Minogi nie są rybami, a kręgowcami wodnymi pozbawionymi szczęk. Są to stwory prehistoryczne. Ich rodowód sięga 400 milionów lat wstecz. Niesamowite? To jeszcze nic! One się od tamtej pory zupełnie nie zmieniły! Po prostu żywe skamienieliny!
Minogi żyjące w potokach i strumykach
Minogi strumieniowe żyją w słodkich wodach. Występują w zlewiskach rzek Morza Północnego i Bałtyku oraz we Francji, Irlandii, północnych Włoszech, a także dorzeczu górnego Dunaju i górnej Wołgi. W Polsce najczęściej można go spotkać w dopływach dolnej i górnej Wisły oraz w górnym dorzeczu Odry i w innych mniejszych rzekach. Preferuje wody zimne i dobrze natlenione. Minóg strumieniowy jest mniejszy od rzecznego. Osiąga zaledwie 16 cm długości. Od rzecznego odróżnia go również tryb życia i odżywianie. Nie wędruje i nie pasożytuje na innych organizmach. Żywi się glonami i szczątkami roślin.
Minogi, które spotkasz w naszych rzekach
Minóg rzeczny to europejski gatunek pasożytniczego bezżuchwowca z rodziny minogowatych. Spotkać go można w wodach przybrzeżnych od południowej Norwegii po północne Włochy. W Polsce widujemy go w dolnej Wiśle i jej dopływach. Minogi rzeczne dorosłe życie spędzają w morzu, ale rozmnażają się w rzekach.
Ich ciało ma wężowaty kształt, a długość jaką osiąga to 40-50 cm. Charakterystyczny otwór gębowy przypominający lejek wyposażony jest w dwoma zęby górne i siedem dolnych. Posiada dwie płetwy grzbietowe, które łączą się ze sobą oraz płetwę ogonową. Ciało pokryte jest śliską skórą, która na grzbiecie i bokach ma kolor niebiesko-szary, a na brzuchu srebrzysto-biały lub lekko nakrapiany. Wyglądem trochę przypomina węgorza.
Minogi pasożytnicze, jak minóg rzeczny, żerują głównie na rybach.

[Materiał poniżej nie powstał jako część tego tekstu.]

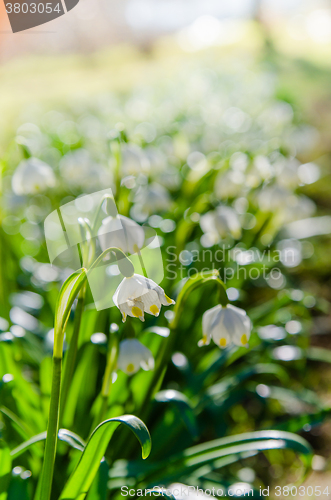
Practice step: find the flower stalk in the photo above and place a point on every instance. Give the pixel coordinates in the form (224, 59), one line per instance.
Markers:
(112, 356)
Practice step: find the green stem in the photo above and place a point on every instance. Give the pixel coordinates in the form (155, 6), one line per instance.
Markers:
(70, 359)
(107, 379)
(45, 486)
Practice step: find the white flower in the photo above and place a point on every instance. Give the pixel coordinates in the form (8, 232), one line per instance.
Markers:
(225, 325)
(32, 176)
(121, 232)
(220, 223)
(138, 295)
(79, 170)
(134, 355)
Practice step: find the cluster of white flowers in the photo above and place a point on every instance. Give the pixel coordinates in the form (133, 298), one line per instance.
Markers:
(138, 295)
(226, 325)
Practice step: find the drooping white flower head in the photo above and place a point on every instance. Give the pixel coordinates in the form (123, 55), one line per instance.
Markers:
(138, 295)
(32, 176)
(121, 232)
(225, 325)
(221, 222)
(133, 355)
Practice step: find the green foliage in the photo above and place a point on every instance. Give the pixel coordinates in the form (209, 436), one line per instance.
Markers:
(216, 164)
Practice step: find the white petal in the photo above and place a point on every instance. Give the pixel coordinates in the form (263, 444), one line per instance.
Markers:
(207, 320)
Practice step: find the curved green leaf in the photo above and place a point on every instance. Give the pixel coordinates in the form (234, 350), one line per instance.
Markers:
(67, 295)
(87, 468)
(191, 284)
(183, 405)
(5, 470)
(215, 453)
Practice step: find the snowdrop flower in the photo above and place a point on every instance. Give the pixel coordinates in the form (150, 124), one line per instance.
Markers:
(220, 223)
(32, 176)
(133, 355)
(225, 325)
(121, 232)
(138, 295)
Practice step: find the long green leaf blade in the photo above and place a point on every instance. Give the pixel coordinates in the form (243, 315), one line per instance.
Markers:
(81, 479)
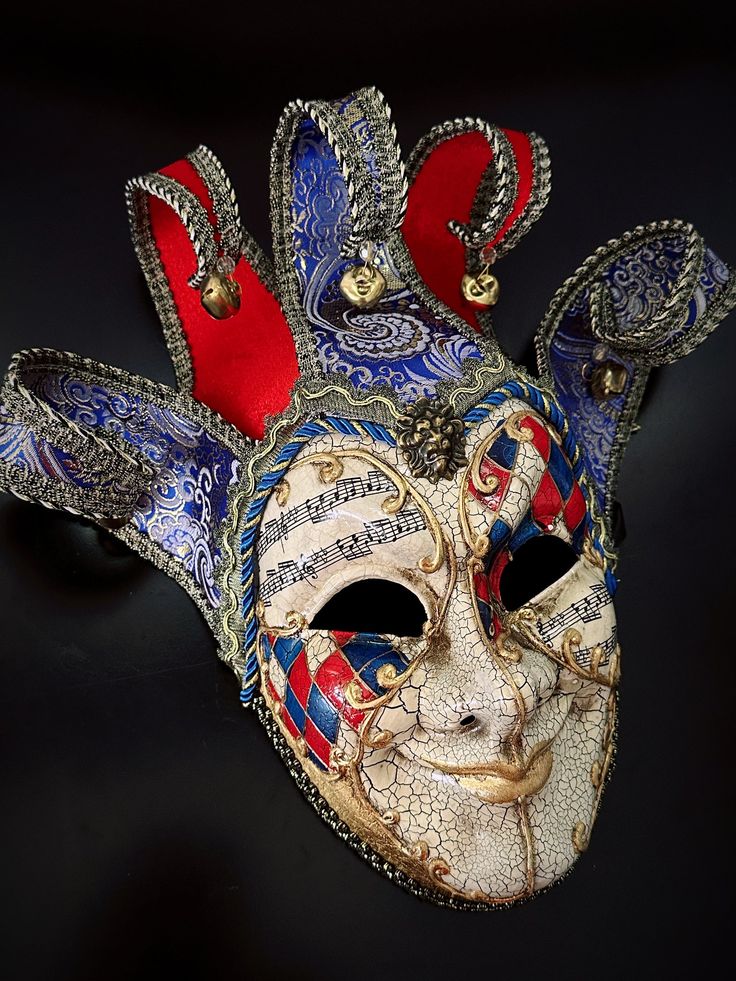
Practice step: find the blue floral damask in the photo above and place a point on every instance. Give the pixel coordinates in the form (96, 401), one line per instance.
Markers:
(188, 498)
(640, 283)
(399, 342)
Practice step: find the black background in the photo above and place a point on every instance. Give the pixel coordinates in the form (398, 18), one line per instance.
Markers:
(146, 824)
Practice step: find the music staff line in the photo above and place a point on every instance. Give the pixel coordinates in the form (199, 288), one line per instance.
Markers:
(586, 609)
(320, 508)
(358, 545)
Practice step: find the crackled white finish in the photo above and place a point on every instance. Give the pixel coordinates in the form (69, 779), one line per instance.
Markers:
(525, 703)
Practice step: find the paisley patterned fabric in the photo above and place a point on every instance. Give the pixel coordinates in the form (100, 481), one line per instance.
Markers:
(188, 499)
(640, 283)
(400, 342)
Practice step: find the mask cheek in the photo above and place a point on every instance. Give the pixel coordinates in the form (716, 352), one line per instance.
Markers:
(314, 682)
(576, 622)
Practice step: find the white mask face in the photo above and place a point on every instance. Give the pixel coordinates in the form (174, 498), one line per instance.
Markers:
(458, 713)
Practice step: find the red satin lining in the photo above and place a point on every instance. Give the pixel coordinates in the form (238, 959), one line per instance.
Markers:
(244, 367)
(445, 188)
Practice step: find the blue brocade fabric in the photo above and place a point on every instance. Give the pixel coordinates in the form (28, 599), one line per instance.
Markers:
(399, 342)
(639, 284)
(188, 499)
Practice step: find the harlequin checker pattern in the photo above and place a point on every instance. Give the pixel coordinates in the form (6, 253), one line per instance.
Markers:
(314, 705)
(557, 497)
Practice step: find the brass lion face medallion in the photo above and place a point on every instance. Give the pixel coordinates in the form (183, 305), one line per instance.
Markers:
(431, 440)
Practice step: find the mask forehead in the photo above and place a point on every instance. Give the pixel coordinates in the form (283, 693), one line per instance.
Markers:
(393, 756)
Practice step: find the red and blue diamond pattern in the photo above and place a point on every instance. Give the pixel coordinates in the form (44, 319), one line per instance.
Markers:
(314, 706)
(558, 494)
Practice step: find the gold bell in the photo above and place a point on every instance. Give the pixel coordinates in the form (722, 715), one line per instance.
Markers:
(481, 291)
(221, 295)
(608, 379)
(363, 285)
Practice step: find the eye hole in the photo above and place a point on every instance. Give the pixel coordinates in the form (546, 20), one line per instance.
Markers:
(373, 606)
(535, 565)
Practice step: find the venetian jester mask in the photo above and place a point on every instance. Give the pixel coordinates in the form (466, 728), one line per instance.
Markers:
(402, 541)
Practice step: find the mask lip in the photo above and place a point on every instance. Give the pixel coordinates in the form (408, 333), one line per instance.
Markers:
(373, 858)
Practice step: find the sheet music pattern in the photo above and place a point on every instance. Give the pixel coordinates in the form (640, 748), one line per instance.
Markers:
(320, 508)
(586, 609)
(583, 654)
(356, 546)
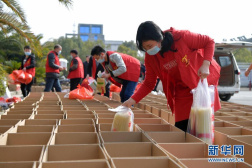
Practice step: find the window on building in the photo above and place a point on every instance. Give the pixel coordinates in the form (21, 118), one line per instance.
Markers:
(84, 29)
(95, 37)
(96, 30)
(84, 37)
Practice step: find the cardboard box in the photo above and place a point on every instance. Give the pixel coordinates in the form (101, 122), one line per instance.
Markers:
(199, 163)
(73, 153)
(76, 128)
(21, 153)
(147, 162)
(41, 122)
(49, 116)
(75, 138)
(173, 137)
(157, 128)
(26, 139)
(76, 164)
(75, 116)
(112, 137)
(136, 149)
(76, 121)
(34, 129)
(18, 164)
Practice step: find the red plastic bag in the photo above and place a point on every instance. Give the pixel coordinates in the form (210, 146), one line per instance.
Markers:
(20, 76)
(81, 93)
(114, 88)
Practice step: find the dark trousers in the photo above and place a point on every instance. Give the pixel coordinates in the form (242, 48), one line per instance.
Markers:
(182, 125)
(127, 90)
(26, 89)
(74, 83)
(52, 83)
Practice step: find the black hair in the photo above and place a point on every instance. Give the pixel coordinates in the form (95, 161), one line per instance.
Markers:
(27, 47)
(57, 46)
(150, 31)
(97, 50)
(74, 52)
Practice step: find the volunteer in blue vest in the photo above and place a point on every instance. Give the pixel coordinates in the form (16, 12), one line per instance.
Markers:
(76, 70)
(28, 65)
(53, 69)
(121, 69)
(180, 59)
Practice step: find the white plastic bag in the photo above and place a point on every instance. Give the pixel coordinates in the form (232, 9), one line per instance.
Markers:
(123, 119)
(201, 120)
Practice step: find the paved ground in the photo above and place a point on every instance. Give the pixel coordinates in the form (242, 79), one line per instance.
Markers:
(243, 97)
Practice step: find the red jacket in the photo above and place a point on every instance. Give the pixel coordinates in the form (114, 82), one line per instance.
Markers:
(188, 59)
(132, 66)
(30, 70)
(77, 73)
(50, 69)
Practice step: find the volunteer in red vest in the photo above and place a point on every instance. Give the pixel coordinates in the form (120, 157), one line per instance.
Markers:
(28, 65)
(76, 70)
(180, 59)
(121, 69)
(53, 69)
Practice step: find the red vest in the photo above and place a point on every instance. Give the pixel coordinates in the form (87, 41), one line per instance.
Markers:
(31, 70)
(50, 69)
(77, 73)
(132, 66)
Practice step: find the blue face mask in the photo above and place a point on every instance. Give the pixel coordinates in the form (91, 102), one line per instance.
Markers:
(27, 53)
(153, 51)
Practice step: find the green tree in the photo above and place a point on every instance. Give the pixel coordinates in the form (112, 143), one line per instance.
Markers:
(243, 55)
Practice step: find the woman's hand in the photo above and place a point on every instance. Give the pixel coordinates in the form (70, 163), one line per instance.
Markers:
(129, 103)
(203, 72)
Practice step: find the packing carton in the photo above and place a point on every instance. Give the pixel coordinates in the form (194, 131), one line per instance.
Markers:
(157, 128)
(75, 138)
(41, 122)
(73, 153)
(136, 149)
(76, 128)
(112, 137)
(76, 164)
(173, 137)
(25, 139)
(199, 163)
(76, 121)
(21, 153)
(49, 116)
(146, 162)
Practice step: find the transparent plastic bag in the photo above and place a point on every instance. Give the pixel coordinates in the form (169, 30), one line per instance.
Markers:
(201, 120)
(123, 119)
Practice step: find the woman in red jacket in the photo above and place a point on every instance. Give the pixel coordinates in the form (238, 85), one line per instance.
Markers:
(179, 58)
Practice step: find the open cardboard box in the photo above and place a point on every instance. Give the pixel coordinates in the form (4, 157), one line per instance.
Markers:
(146, 162)
(136, 149)
(21, 153)
(74, 121)
(34, 129)
(75, 138)
(112, 137)
(199, 163)
(156, 128)
(173, 137)
(40, 122)
(76, 128)
(25, 139)
(75, 116)
(76, 164)
(73, 152)
(18, 164)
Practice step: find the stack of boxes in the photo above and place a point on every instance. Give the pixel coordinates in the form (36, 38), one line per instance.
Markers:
(48, 131)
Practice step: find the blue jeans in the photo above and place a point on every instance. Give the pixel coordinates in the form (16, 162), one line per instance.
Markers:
(52, 82)
(127, 90)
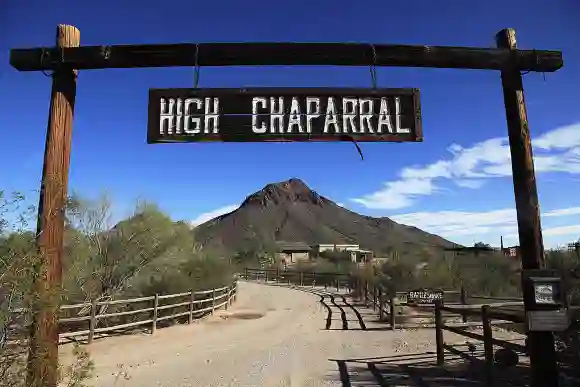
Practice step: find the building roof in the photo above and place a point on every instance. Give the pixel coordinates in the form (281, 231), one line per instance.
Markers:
(293, 246)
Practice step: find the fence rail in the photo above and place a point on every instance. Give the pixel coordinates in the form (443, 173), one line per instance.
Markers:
(158, 308)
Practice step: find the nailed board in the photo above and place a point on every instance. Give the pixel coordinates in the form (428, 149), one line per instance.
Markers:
(284, 114)
(424, 296)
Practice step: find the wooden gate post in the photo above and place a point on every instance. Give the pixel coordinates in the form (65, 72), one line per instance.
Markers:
(43, 351)
(93, 320)
(439, 333)
(544, 366)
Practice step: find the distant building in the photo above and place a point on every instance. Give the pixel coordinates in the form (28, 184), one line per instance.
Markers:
(335, 247)
(292, 252)
(512, 252)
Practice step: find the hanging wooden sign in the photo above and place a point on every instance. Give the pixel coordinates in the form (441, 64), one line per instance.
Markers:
(287, 114)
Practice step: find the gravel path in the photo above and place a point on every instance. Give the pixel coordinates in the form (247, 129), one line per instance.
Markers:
(296, 343)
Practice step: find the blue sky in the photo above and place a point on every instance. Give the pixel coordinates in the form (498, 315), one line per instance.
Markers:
(456, 183)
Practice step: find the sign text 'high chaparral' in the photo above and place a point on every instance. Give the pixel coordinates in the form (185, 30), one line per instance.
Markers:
(287, 114)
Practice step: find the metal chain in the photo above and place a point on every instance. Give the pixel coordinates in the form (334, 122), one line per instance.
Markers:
(373, 68)
(196, 69)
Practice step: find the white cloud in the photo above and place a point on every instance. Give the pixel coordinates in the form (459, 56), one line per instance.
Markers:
(204, 217)
(468, 227)
(554, 151)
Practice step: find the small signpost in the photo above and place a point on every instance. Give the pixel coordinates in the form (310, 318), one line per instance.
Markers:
(423, 296)
(284, 114)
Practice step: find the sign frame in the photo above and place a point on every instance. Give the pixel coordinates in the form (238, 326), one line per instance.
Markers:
(231, 96)
(424, 300)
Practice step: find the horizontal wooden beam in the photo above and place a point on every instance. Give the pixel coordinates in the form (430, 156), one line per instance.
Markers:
(273, 54)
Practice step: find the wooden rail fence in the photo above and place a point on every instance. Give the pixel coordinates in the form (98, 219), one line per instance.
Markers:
(157, 309)
(456, 313)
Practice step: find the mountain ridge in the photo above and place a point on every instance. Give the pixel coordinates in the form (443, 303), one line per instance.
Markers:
(291, 211)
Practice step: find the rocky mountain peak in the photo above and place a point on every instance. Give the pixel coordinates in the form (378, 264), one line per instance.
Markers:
(288, 191)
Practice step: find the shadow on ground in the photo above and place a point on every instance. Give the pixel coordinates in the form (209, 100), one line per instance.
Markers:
(462, 368)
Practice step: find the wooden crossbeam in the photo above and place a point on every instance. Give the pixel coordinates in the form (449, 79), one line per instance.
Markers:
(273, 54)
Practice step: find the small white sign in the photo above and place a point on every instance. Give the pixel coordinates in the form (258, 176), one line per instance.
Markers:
(544, 293)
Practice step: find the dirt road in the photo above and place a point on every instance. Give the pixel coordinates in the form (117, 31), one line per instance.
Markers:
(273, 337)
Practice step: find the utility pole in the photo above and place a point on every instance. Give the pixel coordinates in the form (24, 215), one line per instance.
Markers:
(544, 365)
(43, 351)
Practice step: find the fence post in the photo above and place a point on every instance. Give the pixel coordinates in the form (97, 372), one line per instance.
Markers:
(439, 333)
(191, 301)
(463, 302)
(487, 345)
(227, 293)
(155, 305)
(392, 312)
(366, 293)
(381, 305)
(93, 320)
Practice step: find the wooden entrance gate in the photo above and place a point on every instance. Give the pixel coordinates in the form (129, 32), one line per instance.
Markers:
(68, 57)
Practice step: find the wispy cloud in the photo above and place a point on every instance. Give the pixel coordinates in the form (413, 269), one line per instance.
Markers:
(465, 225)
(554, 151)
(204, 217)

Przysysają się do ich ciała i odżywiają krwią. Pasożytuje głównie na dorszach, śledziach, łososiach i troci. Nie jest to więc miłe stworzonko. Często nazywane są wodnymi wampirami. No cóż… zasłużyły sobie na to miano.
Minogi zabiły króla Anglii
W rejonie Bałtyku minóg rzeczny od dawien dawna odławiany był w dużych ilościach. Obecnie zakazano odłowu minogów ze względu na ich ochronę. Jednak jeszcze 20-30 lat temu, podczas ich migracji do rzek, odławiano je w ogromnych ilościach, z przeznaczeniem na konserwy. Jego mięso nadaje się też do wędzenia oraz solenia, a także do marynowania i podawania w galarecie. W niektórych krajach smakosze uważają go za wyjątkowy rarytas. Wiąże się z tym ciekawa historia. Podobno król Anglii Henryk I Beauclerc zmarł z powodu przejedzenia minogami.
Znaczenie gospodarcze minogów
Mimo ich niszczycielskiego oddziaływania na ichtiofaunę, pełnią ważną rolę w wodnym ekosystemie. Są istotnym elementem łańcucha pokarmowego i częścią bioróżnorodności wód. Minoga strumieniowego spotykamy obecnie coraz rzadziej, ze względu na zwiększające się zanieczyszczenie i ocieplenie wód. Nie ma on znaczenia gospodarczego. Wędkarze niekiedy łapią larwy minogów i używają ich jako przynęty do łowienia ryb drapieżnych. Choć… pamiętajmy, że łapać ich nie można, gdyż są pod ochroną. W Europie minóg rzeczny jest gatunkiem zagrożonym. W Polsce był on pod ścisłą ochrona, a od 2014 roku podlega ochronie częściowej.